Communication Technology

E-mail Technology

Electronic mail, most commonly known as email, is a method of exchanging messages between individuals or organizations using electronic devices. It first came to pass in the 1960s but it took until the 1990s for the of email to become ubiquitous. Modern emailing systems are still largely reliant on the ARPANET Technology which was a system for standardizing the encoding and decoding of messages – this basic emailing technology was also influential in the wider creation of the Internet.

The technology which developed into modern email was initially created to share files and messages between an internal building or organization. For example, many universities used to use the system before it became mobile available.

Emailing starts with an MUA which formats the message before sending it to an agent. The agent then determines the address and finds the domain name where it needs to send a message. The messages are then delivered to a delivery agent often known as an MDA before it arrives in the mailbox of the recipient. There are many other complex technological processes involved in sending an email and even though it seems like a basic functionality the thinking and software behind it is incredibly advanced.

From an organizational perspective, there are many benefits to using email. It can facilitate logistics and connect people who are not physically in the same building which is one of the primary drivers of economic growth. Cost reduction is another key factor, as sending an email is much less expensive than letters or phone calls. It’s also an effective filing system whereby users can look back on previous communications without having to store large amounts of paper.

Much of these benefits are also applicable to a personal user, and, with the proliferation of smartphone usage, access to email has become standardized throughout the modern and developing world.

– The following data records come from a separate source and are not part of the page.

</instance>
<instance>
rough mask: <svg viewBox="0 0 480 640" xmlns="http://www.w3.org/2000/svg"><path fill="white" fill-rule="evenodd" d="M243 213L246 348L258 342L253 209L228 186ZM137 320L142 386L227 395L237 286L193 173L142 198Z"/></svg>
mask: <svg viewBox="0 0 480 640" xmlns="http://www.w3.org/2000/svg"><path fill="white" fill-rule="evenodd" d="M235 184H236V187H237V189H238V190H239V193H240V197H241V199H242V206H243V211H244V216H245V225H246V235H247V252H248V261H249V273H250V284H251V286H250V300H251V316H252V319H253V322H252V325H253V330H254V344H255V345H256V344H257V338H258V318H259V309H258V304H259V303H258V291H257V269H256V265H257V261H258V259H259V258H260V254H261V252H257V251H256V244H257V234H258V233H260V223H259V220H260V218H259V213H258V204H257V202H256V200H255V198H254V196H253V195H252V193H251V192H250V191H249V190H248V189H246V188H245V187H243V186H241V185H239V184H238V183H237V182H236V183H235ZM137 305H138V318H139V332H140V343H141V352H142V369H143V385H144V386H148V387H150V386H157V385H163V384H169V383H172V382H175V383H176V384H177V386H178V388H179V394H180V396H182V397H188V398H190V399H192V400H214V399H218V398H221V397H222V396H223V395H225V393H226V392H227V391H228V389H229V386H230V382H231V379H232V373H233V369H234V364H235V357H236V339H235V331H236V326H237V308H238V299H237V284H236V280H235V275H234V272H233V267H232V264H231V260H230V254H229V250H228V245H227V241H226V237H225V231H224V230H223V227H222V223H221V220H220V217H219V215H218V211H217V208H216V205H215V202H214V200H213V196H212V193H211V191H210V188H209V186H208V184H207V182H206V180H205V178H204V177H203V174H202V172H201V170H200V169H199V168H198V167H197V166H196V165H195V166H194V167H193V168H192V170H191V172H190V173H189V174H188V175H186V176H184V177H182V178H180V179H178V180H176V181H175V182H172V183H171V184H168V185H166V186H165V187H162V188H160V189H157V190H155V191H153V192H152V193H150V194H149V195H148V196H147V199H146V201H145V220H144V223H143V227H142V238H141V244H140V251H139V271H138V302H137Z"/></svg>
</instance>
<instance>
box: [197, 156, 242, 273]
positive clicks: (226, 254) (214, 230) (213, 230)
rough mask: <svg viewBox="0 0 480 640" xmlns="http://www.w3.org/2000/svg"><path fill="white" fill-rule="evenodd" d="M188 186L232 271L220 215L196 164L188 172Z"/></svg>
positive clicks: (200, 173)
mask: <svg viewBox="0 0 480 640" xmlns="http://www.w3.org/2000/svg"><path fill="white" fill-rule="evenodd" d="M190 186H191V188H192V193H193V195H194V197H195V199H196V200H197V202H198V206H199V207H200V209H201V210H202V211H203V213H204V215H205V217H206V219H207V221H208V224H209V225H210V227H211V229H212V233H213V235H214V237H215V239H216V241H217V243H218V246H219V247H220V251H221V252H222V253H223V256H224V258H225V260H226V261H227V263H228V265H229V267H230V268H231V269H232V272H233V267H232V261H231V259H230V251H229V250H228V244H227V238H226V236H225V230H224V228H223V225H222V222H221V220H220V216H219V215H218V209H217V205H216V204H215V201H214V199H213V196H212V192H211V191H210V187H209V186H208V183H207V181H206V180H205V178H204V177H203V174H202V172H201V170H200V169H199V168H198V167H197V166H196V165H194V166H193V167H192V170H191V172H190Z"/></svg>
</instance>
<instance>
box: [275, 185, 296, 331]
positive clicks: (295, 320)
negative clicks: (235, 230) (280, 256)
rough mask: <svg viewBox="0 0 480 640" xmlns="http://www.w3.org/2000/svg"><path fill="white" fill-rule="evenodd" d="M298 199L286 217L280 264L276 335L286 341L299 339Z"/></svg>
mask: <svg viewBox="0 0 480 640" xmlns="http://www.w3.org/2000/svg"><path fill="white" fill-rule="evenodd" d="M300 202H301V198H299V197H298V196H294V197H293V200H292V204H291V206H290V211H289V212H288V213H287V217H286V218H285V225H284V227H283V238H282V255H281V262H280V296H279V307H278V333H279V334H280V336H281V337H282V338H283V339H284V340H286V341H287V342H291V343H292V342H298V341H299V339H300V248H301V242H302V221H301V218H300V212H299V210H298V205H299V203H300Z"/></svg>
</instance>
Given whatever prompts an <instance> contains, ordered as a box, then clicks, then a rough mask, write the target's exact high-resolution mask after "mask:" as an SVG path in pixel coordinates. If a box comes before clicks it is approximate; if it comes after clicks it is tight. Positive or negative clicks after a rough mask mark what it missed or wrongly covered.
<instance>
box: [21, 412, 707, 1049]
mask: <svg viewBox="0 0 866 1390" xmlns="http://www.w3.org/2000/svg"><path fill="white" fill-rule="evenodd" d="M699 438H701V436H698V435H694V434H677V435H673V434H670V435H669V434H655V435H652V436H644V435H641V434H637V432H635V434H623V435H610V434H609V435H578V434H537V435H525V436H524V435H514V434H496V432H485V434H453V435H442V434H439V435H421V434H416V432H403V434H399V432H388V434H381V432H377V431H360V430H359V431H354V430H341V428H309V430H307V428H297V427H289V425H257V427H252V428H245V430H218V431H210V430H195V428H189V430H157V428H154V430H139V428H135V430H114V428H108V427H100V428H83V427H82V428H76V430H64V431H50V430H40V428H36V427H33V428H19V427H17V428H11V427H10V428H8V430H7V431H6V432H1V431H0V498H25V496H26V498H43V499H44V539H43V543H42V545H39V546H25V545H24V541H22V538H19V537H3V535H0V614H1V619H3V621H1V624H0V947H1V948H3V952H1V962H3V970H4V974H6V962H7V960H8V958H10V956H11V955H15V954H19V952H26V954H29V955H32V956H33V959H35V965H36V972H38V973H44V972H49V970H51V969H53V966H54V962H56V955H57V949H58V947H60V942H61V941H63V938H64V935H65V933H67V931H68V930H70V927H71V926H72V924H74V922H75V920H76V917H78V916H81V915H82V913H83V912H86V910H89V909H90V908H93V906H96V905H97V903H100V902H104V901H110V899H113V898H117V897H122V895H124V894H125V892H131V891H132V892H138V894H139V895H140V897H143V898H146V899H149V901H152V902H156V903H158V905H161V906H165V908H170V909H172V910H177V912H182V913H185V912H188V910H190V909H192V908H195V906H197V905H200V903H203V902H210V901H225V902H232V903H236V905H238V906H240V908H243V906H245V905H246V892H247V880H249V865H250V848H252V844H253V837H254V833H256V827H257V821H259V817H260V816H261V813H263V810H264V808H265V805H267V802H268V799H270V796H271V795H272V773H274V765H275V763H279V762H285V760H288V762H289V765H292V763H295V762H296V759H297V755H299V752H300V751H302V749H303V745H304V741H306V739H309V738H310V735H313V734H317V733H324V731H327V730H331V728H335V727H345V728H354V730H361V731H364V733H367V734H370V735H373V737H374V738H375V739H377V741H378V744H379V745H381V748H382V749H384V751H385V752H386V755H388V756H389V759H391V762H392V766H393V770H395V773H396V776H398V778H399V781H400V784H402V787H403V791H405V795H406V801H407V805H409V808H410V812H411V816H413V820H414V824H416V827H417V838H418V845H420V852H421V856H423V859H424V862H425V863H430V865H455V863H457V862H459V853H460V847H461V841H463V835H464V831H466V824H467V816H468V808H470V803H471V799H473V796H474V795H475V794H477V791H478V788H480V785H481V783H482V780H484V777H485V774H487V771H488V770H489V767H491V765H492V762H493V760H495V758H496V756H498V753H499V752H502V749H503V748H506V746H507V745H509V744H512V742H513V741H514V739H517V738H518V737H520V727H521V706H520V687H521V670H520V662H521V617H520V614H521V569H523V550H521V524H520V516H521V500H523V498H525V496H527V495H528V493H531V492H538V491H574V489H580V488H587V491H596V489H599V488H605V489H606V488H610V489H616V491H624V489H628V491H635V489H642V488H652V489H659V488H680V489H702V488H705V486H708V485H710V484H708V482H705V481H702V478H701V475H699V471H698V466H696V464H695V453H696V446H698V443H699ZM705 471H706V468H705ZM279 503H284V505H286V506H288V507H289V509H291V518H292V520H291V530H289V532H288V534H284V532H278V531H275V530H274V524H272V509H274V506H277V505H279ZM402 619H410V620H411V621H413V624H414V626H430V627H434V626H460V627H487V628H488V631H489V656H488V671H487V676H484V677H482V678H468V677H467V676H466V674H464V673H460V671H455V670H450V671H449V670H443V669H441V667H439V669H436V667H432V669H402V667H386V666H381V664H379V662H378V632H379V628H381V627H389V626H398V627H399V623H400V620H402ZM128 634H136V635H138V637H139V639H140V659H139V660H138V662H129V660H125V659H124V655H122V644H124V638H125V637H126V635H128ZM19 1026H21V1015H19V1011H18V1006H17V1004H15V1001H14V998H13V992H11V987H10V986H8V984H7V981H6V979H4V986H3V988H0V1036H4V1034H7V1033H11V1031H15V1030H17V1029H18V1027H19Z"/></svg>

The technologies which have developed around email are not without their constraints or difficulties. For example, information overload and attachment size limitation can prove problematic for sending large quantities of information by email. Another concern which many people have is the threat of spam or malware. Spam is a large amount of unwelcome mail which users received in their inbox. It is predicted that as much as 50% of email traffic is spam. Emails with the potential to infect people’s computers with a virus is also another concern.

People are free to create their own email address however it must be attached to a provider or carrier and different carriers have different requirements and restrictions on the email addresses. For example, it is common to choose a variation of one’s name which comes before the @ key, which is followed by the address of the service the user has decided to join.